As the figure also illustrates, changes in Queens County have shaped Cornwall’s population growth. The town’s steady growth closely tracks the overall increase in the county. The town has increased its share of population in the county slightly, going from 6.2% in 2001 to 6.5% in 2016. We expect it will continue to grow at a very similar pace to Queens County, although we anticipate the county will continue to grow modestly through 2036.

Like most Canadian communities, Cornwall has an aging population. The number of children is decreasing while the senior population is increasing dramatically

A key reason that we expect the rate of population growth in both Queens and Cornwall to decline is the aging local population. This is the most common reason for population decline across Canada and is much more influential in rural areas than in towns like Cornwall. Nevertheless, we can expect the number of children in Cornwall to decrease in the future and the number of elderly residents to increase steadily. Not only will this eventually lead to fewer residents, it will have immediate effects on many features of the town such as school enrollments and participation in certain types of recreation activities. It may also create pressures for more suitable housing types for senior residents, and additional development to ensure the population base required to support existing infrastructure.

The shift in housing demand is already apparent.  The number of housing units in Cornwall classified as “Other Attached” (i.e., low-rise apartments, duplex and semi units, rowhouses) increased by 145 (38.5% or from 20.5% to 25.6% of the town’s housing stock) between 2011 and 2016. We anticipate continued additions of these units to the community.

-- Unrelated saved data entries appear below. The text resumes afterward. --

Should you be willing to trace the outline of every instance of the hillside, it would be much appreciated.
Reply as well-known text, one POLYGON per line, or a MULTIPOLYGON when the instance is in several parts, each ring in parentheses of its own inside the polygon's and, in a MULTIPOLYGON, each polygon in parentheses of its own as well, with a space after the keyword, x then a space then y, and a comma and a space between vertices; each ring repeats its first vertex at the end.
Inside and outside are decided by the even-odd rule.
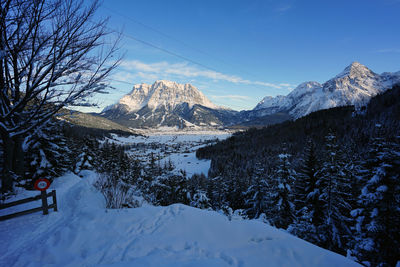
POLYGON ((353 62, 323 84, 304 82, 287 96, 267 96, 254 110, 264 110, 268 114, 287 112, 294 118, 300 118, 333 107, 353 105, 358 108, 399 82, 400 72, 377 74, 353 62))
POLYGON ((160 80, 138 84, 100 116, 132 128, 218 127, 236 121, 237 112, 214 105, 191 84, 160 80))
POLYGON ((101 129, 101 130, 120 130, 124 132, 132 132, 126 126, 118 124, 114 121, 97 116, 96 114, 83 113, 72 110, 62 110, 57 116, 58 119, 72 123, 73 125, 86 128, 101 129))
MULTIPOLYGON (((400 132, 400 86, 386 91, 371 99, 362 111, 355 112, 353 106, 335 107, 316 111, 295 121, 286 121, 263 129, 250 129, 237 133, 233 137, 214 146, 199 149, 200 158, 216 159, 218 157, 239 156, 241 159, 249 155, 250 161, 257 157, 254 153, 274 151, 278 153, 283 144, 290 146, 292 153, 299 156, 307 139, 313 139, 319 144, 324 143, 324 137, 334 131, 340 144, 349 146, 349 141, 355 142, 362 149, 375 134, 375 125, 381 123, 389 138, 394 138, 400 132), (357 116, 354 116, 358 114, 357 116), (256 145, 257 144, 257 145, 256 145), (223 153, 222 153, 223 151, 223 153)), ((361 152, 361 151, 360 151, 361 152)), ((218 160, 213 164, 219 165, 218 160)))
POLYGON ((371 266, 400 261, 400 86, 200 148, 212 204, 371 266))
POLYGON ((358 266, 259 221, 182 204, 105 209, 95 179, 93 172, 60 177, 51 186, 58 212, 0 222, 7 241, 0 244, 0 265, 358 266))
POLYGON ((399 82, 400 72, 377 74, 353 62, 323 84, 304 82, 287 96, 266 96, 254 109, 239 112, 216 106, 191 84, 159 80, 135 85, 99 116, 130 128, 267 126, 323 109, 359 109, 399 82))

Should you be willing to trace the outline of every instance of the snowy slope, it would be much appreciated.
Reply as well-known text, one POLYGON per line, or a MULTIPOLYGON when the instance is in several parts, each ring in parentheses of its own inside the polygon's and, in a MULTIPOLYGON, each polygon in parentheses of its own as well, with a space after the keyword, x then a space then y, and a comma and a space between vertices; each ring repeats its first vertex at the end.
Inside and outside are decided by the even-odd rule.
POLYGON ((400 82, 400 72, 374 73, 366 66, 353 62, 329 81, 305 82, 287 96, 265 97, 254 110, 289 112, 294 118, 313 111, 337 106, 365 105, 371 97, 400 82), (273 107, 273 108, 272 108, 273 107))
POLYGON ((159 80, 150 84, 137 84, 131 93, 123 96, 117 104, 106 109, 124 107, 127 112, 135 112, 148 106, 155 110, 166 107, 173 110, 177 105, 188 103, 189 107, 202 105, 217 108, 202 92, 191 84, 179 84, 172 81, 159 80))
POLYGON ((258 221, 180 204, 106 210, 84 174, 52 184, 59 212, 0 222, 0 266, 358 266, 258 221))
POLYGON ((160 80, 135 85, 100 116, 131 128, 213 127, 231 122, 234 112, 214 105, 191 84, 160 80))

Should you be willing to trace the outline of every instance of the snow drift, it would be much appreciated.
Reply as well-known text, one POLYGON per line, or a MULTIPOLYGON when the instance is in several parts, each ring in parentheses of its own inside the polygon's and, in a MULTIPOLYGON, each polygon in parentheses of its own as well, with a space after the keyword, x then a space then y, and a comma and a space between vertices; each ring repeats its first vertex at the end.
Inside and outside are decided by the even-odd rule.
POLYGON ((59 212, 0 222, 0 266, 358 266, 259 221, 181 204, 107 210, 95 179, 60 177, 59 212))

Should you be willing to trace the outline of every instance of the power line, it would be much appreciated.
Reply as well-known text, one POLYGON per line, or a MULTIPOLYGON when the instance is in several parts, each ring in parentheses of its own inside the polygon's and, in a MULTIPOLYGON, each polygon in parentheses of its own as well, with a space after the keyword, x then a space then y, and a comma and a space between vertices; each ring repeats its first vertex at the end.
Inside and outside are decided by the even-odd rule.
POLYGON ((206 53, 206 52, 204 52, 204 51, 202 51, 202 50, 200 50, 200 49, 198 49, 198 48, 196 48, 196 47, 193 47, 193 46, 187 44, 186 42, 183 42, 182 40, 179 40, 179 39, 173 37, 172 35, 169 35, 169 34, 167 34, 167 33, 165 33, 165 32, 162 32, 162 31, 160 31, 160 30, 158 30, 158 29, 156 29, 156 28, 154 28, 154 27, 152 27, 152 26, 149 26, 149 25, 147 25, 147 24, 144 24, 143 22, 140 22, 140 21, 138 21, 138 20, 136 20, 136 19, 134 19, 134 18, 132 18, 132 17, 128 17, 128 16, 126 16, 126 15, 124 15, 124 14, 122 14, 122 13, 120 13, 120 12, 114 10, 114 9, 111 9, 111 8, 109 8, 109 7, 106 7, 106 6, 101 6, 101 7, 104 8, 104 9, 107 9, 108 11, 110 11, 110 12, 112 12, 112 13, 114 13, 114 14, 120 16, 120 17, 123 17, 123 18, 125 18, 125 19, 128 19, 128 20, 130 20, 130 21, 132 21, 132 22, 134 22, 134 23, 136 23, 136 24, 138 24, 138 25, 140 25, 140 26, 142 26, 142 27, 144 27, 144 28, 147 28, 147 29, 149 29, 149 30, 151 30, 151 31, 153 31, 153 32, 156 32, 156 33, 158 33, 158 34, 160 34, 160 35, 162 35, 162 36, 164 36, 164 37, 166 37, 166 38, 168 38, 168 39, 171 39, 171 40, 173 40, 173 41, 175 41, 175 42, 177 42, 177 43, 180 43, 180 44, 182 44, 182 45, 184 45, 184 46, 186 46, 186 47, 189 47, 189 48, 191 48, 191 49, 193 49, 193 50, 196 50, 196 51, 199 52, 199 53, 205 54, 205 55, 207 55, 207 56, 211 56, 210 54, 208 54, 208 53, 206 53))
MULTIPOLYGON (((105 27, 105 28, 107 28, 107 29, 110 30, 110 31, 114 31, 114 32, 115 32, 115 30, 111 29, 110 27, 105 27)), ((194 60, 192 60, 192 59, 190 59, 190 58, 187 58, 187 57, 185 57, 185 56, 179 55, 179 54, 177 54, 177 53, 175 53, 175 52, 172 52, 172 51, 170 51, 170 50, 167 50, 167 49, 165 49, 165 48, 162 48, 162 47, 159 47, 159 46, 157 46, 157 45, 154 45, 154 44, 152 44, 152 43, 150 43, 150 42, 148 42, 148 41, 144 41, 144 40, 141 40, 141 39, 139 39, 139 38, 133 37, 133 36, 130 35, 130 34, 126 34, 126 33, 120 33, 120 34, 123 35, 123 36, 125 36, 125 37, 127 37, 127 38, 130 38, 130 39, 132 39, 132 40, 135 40, 135 41, 137 41, 137 42, 140 42, 140 43, 142 43, 142 44, 144 44, 144 45, 147 45, 147 46, 150 46, 150 47, 152 47, 152 48, 158 49, 158 50, 160 50, 160 51, 162 51, 162 52, 164 52, 164 53, 167 53, 167 54, 169 54, 169 55, 175 56, 175 57, 177 57, 177 58, 183 59, 183 60, 185 60, 185 61, 187 61, 187 62, 190 62, 190 63, 192 63, 192 64, 198 65, 198 66, 200 66, 200 67, 202 67, 202 68, 205 68, 205 69, 214 71, 214 72, 219 73, 219 74, 223 74, 222 72, 220 72, 220 71, 218 71, 218 70, 216 70, 216 69, 214 69, 214 68, 212 68, 212 67, 209 67, 209 66, 204 65, 204 64, 202 64, 202 63, 200 63, 200 62, 194 61, 194 60)), ((248 86, 253 87, 253 88, 254 88, 254 87, 258 87, 258 88, 260 89, 262 85, 259 85, 259 84, 251 84, 251 85, 248 85, 248 86)), ((262 88, 265 89, 264 86, 263 86, 262 88)))
MULTIPOLYGON (((225 65, 227 65, 227 66, 233 67, 233 68, 235 68, 235 69, 239 69, 237 66, 234 66, 234 65, 232 65, 232 64, 230 64, 230 63, 228 63, 228 62, 226 62, 225 60, 221 59, 221 58, 215 57, 215 56, 213 56, 213 55, 211 55, 211 54, 209 54, 209 53, 207 53, 207 52, 205 52, 205 51, 203 51, 203 50, 200 50, 200 49, 198 49, 198 48, 196 48, 196 47, 193 47, 193 46, 187 44, 186 42, 184 42, 184 41, 182 41, 182 40, 180 40, 180 39, 178 39, 178 38, 176 38, 176 37, 173 37, 173 36, 170 35, 170 34, 167 34, 167 33, 163 32, 163 31, 161 31, 161 30, 158 30, 158 29, 156 29, 156 28, 154 28, 154 27, 152 27, 152 26, 149 26, 149 25, 147 25, 147 24, 145 24, 145 23, 143 23, 143 22, 140 22, 140 21, 138 21, 138 20, 136 20, 136 19, 134 19, 134 18, 132 18, 132 17, 130 17, 130 16, 124 15, 124 14, 122 14, 122 13, 120 13, 120 12, 114 10, 114 9, 111 9, 111 8, 109 8, 109 7, 106 7, 106 6, 101 6, 101 7, 104 8, 104 9, 106 9, 106 10, 108 10, 108 11, 110 11, 110 12, 112 12, 112 13, 114 13, 114 14, 116 14, 116 15, 118 15, 118 16, 120 16, 120 17, 123 17, 123 18, 125 18, 125 19, 128 19, 128 20, 130 20, 130 21, 132 21, 132 22, 134 22, 134 23, 136 23, 136 24, 138 24, 138 25, 140 25, 140 26, 142 26, 142 27, 144 27, 144 28, 147 28, 147 29, 149 29, 149 30, 151 30, 151 31, 153 31, 153 32, 156 32, 156 33, 158 33, 158 34, 160 34, 160 35, 162 35, 162 36, 164 36, 164 37, 166 37, 166 38, 168 38, 168 39, 171 39, 171 40, 173 40, 173 41, 175 41, 175 42, 177 42, 177 43, 180 43, 180 44, 182 44, 182 45, 184 45, 184 46, 186 46, 186 47, 188 47, 188 48, 190 48, 190 49, 192 49, 192 50, 195 50, 195 51, 197 51, 197 52, 199 52, 199 53, 202 53, 202 54, 204 54, 204 55, 206 55, 206 56, 208 56, 208 57, 210 57, 210 58, 213 58, 213 59, 216 60, 216 61, 220 61, 221 63, 223 63, 223 64, 225 64, 225 65)), ((123 34, 123 35, 124 35, 124 34, 123 34)), ((125 36, 127 36, 127 35, 125 34, 125 36)), ((128 37, 128 36, 127 36, 127 37, 128 37)), ((153 47, 153 48, 155 48, 155 49, 161 50, 161 51, 163 51, 163 52, 165 52, 165 53, 168 53, 168 54, 170 54, 170 55, 173 55, 173 56, 175 56, 175 57, 181 58, 181 59, 183 59, 183 60, 186 60, 186 61, 191 62, 191 63, 193 63, 193 64, 196 64, 196 65, 198 65, 198 66, 201 66, 201 67, 203 67, 203 68, 206 68, 206 69, 209 69, 209 70, 212 70, 212 71, 215 71, 215 72, 218 72, 218 73, 221 73, 221 74, 222 74, 222 72, 216 70, 215 68, 208 67, 208 66, 206 66, 206 65, 204 65, 204 64, 202 64, 202 63, 199 63, 199 62, 197 62, 197 61, 191 60, 191 59, 189 59, 188 57, 185 57, 185 56, 179 55, 179 54, 177 54, 177 53, 175 53, 175 52, 171 52, 171 51, 169 51, 169 50, 167 50, 167 49, 158 47, 158 46, 156 46, 156 45, 154 45, 154 44, 151 44, 151 43, 149 43, 149 42, 147 42, 147 41, 140 40, 140 39, 138 39, 138 38, 136 38, 136 37, 133 37, 133 36, 130 36, 130 37, 128 37, 128 38, 131 38, 131 39, 133 39, 133 40, 135 40, 135 41, 138 41, 138 42, 140 42, 140 43, 143 43, 143 44, 148 45, 148 46, 150 46, 150 47, 153 47)), ((240 70, 240 72, 242 72, 242 73, 246 73, 248 76, 251 76, 251 77, 253 77, 253 78, 255 78, 255 79, 258 79, 258 78, 255 77, 253 74, 251 74, 251 73, 249 73, 249 72, 247 72, 247 71, 243 71, 243 70, 241 70, 241 69, 239 69, 239 70, 240 70)), ((258 87, 259 89, 260 89, 260 88, 265 89, 265 86, 258 85, 258 84, 252 84, 251 86, 252 86, 252 87, 258 87)))
MULTIPOLYGON (((108 30, 110 30, 110 31, 114 31, 114 30, 111 29, 110 27, 106 27, 106 28, 107 28, 108 30)), ((165 49, 165 48, 159 47, 159 46, 157 46, 157 45, 155 45, 155 44, 152 44, 152 43, 150 43, 150 42, 147 42, 147 41, 144 41, 144 40, 142 40, 142 39, 133 37, 133 36, 130 35, 130 34, 126 34, 126 33, 120 33, 120 34, 123 35, 123 36, 125 36, 125 37, 127 37, 127 38, 130 38, 130 39, 132 39, 132 40, 135 40, 135 41, 137 41, 137 42, 139 42, 139 43, 142 43, 142 44, 144 44, 144 45, 147 45, 147 46, 150 46, 150 47, 152 47, 152 48, 158 49, 158 50, 160 50, 160 51, 162 51, 162 52, 164 52, 164 53, 167 53, 167 54, 169 54, 169 55, 172 55, 172 56, 174 56, 174 57, 183 59, 183 60, 188 61, 188 62, 190 62, 190 63, 193 63, 193 64, 195 64, 195 65, 198 65, 198 66, 200 66, 200 67, 202 67, 202 68, 205 68, 205 69, 208 69, 208 70, 212 70, 212 71, 215 71, 215 72, 217 72, 217 73, 222 73, 222 72, 220 72, 220 71, 218 71, 218 70, 216 70, 216 69, 214 69, 214 68, 212 68, 212 67, 206 66, 206 65, 204 65, 204 64, 202 64, 202 63, 200 63, 200 62, 194 61, 194 60, 192 60, 192 59, 190 59, 190 58, 188 58, 188 57, 179 55, 179 54, 177 54, 177 53, 175 53, 175 52, 172 52, 172 51, 167 50, 167 49, 165 49)))

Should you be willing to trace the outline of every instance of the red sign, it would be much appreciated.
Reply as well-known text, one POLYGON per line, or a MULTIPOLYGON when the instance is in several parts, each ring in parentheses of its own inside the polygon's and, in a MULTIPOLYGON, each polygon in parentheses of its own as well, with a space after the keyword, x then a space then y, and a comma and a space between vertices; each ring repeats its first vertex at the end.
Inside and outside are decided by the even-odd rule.
POLYGON ((49 186, 50 181, 45 178, 37 179, 34 185, 35 189, 39 191, 45 191, 49 186))

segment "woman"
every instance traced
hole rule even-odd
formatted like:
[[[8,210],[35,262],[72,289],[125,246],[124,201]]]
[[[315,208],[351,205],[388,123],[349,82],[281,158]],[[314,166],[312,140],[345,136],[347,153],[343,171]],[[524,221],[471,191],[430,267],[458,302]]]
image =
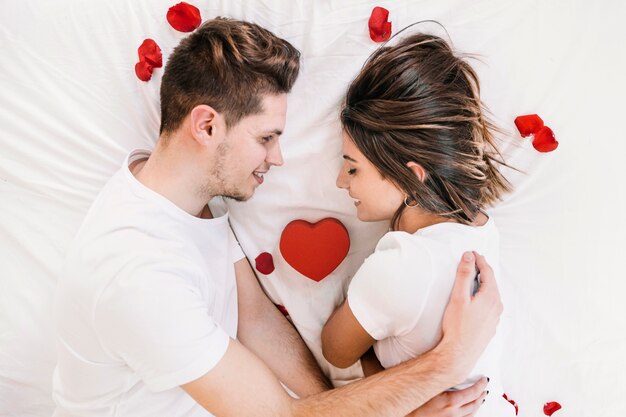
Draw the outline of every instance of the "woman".
[[[350,85],[341,113],[344,164],[337,186],[362,221],[389,221],[322,331],[338,367],[373,347],[384,368],[441,339],[441,320],[461,254],[476,250],[498,272],[499,238],[484,209],[510,190],[476,73],[433,35],[377,50]],[[459,354],[463,354],[459,352]],[[477,415],[509,416],[501,398],[496,335],[465,384],[490,378]],[[366,374],[375,372],[364,363]]]

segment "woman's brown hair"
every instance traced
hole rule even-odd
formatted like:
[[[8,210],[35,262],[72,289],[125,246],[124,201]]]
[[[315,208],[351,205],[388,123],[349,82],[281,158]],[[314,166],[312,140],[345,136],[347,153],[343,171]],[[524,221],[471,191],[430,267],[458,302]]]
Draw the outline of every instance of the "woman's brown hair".
[[[511,190],[474,70],[440,37],[379,48],[351,83],[341,123],[381,175],[429,213],[470,224]],[[407,166],[420,164],[420,181]],[[392,219],[395,229],[406,208]]]

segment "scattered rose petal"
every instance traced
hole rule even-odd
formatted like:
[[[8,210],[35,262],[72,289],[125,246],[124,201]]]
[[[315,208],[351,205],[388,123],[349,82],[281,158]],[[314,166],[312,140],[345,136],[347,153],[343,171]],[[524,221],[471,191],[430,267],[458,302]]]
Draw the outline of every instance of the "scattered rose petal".
[[[547,416],[551,416],[554,412],[561,409],[561,404],[556,401],[551,401],[543,405],[543,413]]]
[[[542,127],[535,133],[533,146],[539,152],[552,152],[559,146],[559,142],[554,137],[554,132],[548,126]]]
[[[510,402],[511,405],[513,405],[513,407],[515,407],[515,415],[517,415],[517,413],[519,412],[519,408],[517,407],[517,403],[515,401],[509,399],[509,397],[507,397],[506,394],[502,394],[502,398],[504,398],[505,400]]]
[[[289,315],[289,312],[287,311],[285,306],[281,306],[280,304],[274,304],[274,305],[276,306],[276,308],[280,310],[281,313],[283,313],[283,316],[287,317]]]
[[[272,258],[271,253],[261,253],[254,259],[254,264],[256,266],[256,270],[264,275],[269,275],[274,272],[274,258]]]
[[[180,32],[191,32],[202,22],[200,10],[189,3],[180,2],[167,11],[167,21]]]
[[[152,40],[146,39],[141,46],[137,49],[139,55],[139,62],[146,61],[153,68],[161,68],[163,66],[163,55],[161,54],[161,48]]]
[[[543,127],[543,120],[536,114],[517,116],[515,118],[515,126],[517,126],[520,135],[525,138],[539,132],[539,129]]]
[[[370,38],[374,42],[384,42],[391,36],[391,22],[388,19],[389,10],[383,7],[374,7],[367,23],[370,29]]]
[[[139,61],[135,64],[135,74],[141,81],[149,81],[153,70],[154,67],[146,61]]]

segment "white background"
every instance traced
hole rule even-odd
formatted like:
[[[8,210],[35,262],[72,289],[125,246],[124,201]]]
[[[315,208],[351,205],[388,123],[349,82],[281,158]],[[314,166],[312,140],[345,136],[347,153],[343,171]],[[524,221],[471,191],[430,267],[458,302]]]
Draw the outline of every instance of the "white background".
[[[507,171],[515,191],[491,211],[502,235],[505,388],[519,415],[542,416],[546,401],[562,404],[555,416],[626,415],[622,1],[190,2],[203,19],[255,21],[303,53],[281,139],[286,164],[253,200],[230,208],[251,259],[275,253],[293,219],[333,216],[347,226],[351,252],[320,286],[287,270],[264,282],[318,357],[316,326],[384,230],[355,220],[334,187],[337,109],[377,47],[367,19],[380,5],[394,31],[436,19],[456,49],[480,55],[471,62],[483,99],[509,132],[507,161],[524,171]],[[162,69],[144,83],[133,68],[144,38],[166,59],[184,36],[165,21],[173,4],[0,2],[0,415],[51,413],[54,285],[99,189],[128,151],[157,139]],[[539,154],[516,133],[513,119],[528,113],[554,130],[555,152]]]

The number of attached housing units in Cornwall increased dramatically between 2011 and 2016

We are however limited in our ability to project future local housing demand because the lack of historical housing data of the type shown in the table to the left from which to estimate trends. Data suggest that older residents are more interested in apartments and attached units but the tendency may not be fully expressed in a community like Cornwall where these types of units have note been available in the past.